With a quick look, N&W had seventeen trawlers in the mid 1920s all with names from their Japanese association.
ASAMA, CHIYO, FUJI, HATANO, HATSUSE, HIROSE, IJUIN, KUNISHI, KYOTO, MIKASA, NODZU, NOGI, OYAMA, SETTSU, SUMA, TAMURA and YEZO.
Gil.


----------



## Tom60 (Jul 19, 2012)

I have no info about Neale. And West. I am trying to find acces to the Kadoma's log book I need info on a past family members death at sea in June 1914. But I do't know where to start.
I will pass on any info that comes my way tho.
Tom


----------



## gil mayes (Nov 20, 2006)

Tom60
If you contact the milford site, www.milfordtrawlers.org.uk Barry J may be able to point you in the right direction.
Gil.


----------



## jamesk (Jan 24, 2015)

Sorry to bring up an old thread. I'm researching an airliner that ditched into the sea west of Ireland in 1949. The Stalberg was first on the scene and initiated the rescue of most of the passengers and crew. A Castletownbere man was on watch that night, Tim Harrington. 

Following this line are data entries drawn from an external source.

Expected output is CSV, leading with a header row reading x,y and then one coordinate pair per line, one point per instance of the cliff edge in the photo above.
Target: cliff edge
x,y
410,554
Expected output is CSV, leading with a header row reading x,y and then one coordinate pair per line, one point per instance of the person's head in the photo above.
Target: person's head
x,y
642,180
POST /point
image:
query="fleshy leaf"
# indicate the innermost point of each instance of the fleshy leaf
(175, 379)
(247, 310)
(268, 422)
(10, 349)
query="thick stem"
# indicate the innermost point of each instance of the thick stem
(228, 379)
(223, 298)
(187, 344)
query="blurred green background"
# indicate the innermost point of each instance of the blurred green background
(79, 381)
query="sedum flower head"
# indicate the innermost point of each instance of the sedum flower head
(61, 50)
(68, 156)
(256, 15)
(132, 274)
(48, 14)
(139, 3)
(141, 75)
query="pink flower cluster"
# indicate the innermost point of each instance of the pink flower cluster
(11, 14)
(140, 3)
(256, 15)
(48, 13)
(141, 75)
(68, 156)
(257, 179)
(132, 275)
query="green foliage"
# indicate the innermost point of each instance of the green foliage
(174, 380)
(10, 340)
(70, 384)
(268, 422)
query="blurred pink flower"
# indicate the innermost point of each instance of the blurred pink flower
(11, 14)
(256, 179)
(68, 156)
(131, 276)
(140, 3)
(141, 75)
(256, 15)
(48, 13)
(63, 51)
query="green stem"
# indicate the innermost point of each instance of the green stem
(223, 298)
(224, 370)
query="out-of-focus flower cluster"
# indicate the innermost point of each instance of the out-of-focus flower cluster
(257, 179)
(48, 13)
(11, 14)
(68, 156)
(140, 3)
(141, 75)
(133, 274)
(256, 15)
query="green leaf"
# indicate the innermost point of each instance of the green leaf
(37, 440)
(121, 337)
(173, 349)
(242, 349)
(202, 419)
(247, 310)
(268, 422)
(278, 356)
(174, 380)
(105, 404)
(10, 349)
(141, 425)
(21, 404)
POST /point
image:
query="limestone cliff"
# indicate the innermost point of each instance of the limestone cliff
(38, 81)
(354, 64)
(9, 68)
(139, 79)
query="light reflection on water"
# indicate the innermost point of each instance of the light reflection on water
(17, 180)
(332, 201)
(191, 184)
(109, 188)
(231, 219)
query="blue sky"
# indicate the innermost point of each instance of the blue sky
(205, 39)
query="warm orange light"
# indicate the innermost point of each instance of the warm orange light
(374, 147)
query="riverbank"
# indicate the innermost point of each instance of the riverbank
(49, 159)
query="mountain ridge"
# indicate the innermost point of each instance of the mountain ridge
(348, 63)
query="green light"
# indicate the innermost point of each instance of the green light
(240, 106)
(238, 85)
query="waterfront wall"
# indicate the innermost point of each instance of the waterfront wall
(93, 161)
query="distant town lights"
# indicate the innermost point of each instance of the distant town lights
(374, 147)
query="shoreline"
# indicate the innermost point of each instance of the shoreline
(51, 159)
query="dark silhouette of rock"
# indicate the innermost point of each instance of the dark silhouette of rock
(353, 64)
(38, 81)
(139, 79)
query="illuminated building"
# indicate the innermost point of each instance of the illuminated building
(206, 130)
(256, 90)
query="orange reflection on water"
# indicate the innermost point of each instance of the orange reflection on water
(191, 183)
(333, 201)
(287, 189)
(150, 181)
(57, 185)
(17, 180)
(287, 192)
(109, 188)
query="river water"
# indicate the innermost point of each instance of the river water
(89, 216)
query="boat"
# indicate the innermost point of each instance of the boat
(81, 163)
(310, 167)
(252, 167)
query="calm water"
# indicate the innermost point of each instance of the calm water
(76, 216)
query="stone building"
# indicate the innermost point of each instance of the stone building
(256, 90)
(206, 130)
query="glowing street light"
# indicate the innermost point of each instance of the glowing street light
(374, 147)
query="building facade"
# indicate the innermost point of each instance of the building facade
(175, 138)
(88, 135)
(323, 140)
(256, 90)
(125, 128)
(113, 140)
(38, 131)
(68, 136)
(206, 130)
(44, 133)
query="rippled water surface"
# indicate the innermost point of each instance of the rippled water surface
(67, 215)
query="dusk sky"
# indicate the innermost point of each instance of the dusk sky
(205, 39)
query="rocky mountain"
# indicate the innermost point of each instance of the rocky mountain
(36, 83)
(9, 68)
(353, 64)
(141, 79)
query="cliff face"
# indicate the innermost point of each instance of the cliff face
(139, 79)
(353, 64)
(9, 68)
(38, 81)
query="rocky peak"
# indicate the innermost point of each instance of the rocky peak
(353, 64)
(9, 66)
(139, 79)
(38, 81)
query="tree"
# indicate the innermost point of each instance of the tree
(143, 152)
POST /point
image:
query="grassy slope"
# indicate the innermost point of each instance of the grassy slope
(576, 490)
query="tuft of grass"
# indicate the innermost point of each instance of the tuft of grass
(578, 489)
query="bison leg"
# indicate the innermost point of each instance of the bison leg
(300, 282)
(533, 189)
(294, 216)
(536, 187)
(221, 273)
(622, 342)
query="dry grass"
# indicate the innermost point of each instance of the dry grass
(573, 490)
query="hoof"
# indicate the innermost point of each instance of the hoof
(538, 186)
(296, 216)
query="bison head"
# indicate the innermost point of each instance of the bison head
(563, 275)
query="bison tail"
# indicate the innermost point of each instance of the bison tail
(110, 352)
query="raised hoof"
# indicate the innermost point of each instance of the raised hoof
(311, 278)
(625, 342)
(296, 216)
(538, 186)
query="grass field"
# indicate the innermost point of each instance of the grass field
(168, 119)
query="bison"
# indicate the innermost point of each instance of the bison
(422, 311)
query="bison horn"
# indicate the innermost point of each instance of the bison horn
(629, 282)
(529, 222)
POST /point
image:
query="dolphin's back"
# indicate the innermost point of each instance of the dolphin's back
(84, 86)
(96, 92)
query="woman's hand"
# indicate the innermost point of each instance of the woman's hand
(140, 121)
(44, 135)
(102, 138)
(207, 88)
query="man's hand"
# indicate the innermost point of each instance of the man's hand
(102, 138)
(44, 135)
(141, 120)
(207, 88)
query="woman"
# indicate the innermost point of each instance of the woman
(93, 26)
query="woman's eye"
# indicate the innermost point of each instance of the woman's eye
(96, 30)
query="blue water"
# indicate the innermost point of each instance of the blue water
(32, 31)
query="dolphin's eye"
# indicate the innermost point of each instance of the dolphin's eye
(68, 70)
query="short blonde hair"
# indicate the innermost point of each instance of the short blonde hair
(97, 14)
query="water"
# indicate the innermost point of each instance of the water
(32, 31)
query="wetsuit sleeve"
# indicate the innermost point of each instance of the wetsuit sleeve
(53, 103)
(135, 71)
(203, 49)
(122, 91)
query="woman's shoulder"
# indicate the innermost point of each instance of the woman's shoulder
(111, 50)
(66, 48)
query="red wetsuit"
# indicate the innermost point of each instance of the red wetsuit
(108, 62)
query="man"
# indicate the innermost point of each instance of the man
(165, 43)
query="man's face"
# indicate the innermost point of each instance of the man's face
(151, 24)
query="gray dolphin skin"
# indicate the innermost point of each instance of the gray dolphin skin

I would love to hear any information or stories about the Stalberg and this incident that has largely been forgotten in time. I think the captain was possibly Alfred Stanley Brown.






Jacktar1 said:


> BOBimp......brought back many old memories, remember the "Castle" trawlers well, I used to wander around the fish market at the old South Dock. One of my friend's father was Skipper of the S/T STALBERG operating out of Swansea, name was Jack White. The Stalberg landed a record trip of 1,380 boxes of hake at Swansea in April 1946 ! There was another company which operated two or three trawlers out of Swansea the same time, cannot remember the company's name........the owner was a Barny Easton who also ran a scrap company in the Strand, Swansea. They had a green hull.
> Many times I saw Barny pull up in his big old car alongside the South Dock locks and dump a few of his crew on board one of his trawlers that was already in the locks waiting to lock out !
> 
> Cheers.....Glan (K)


----------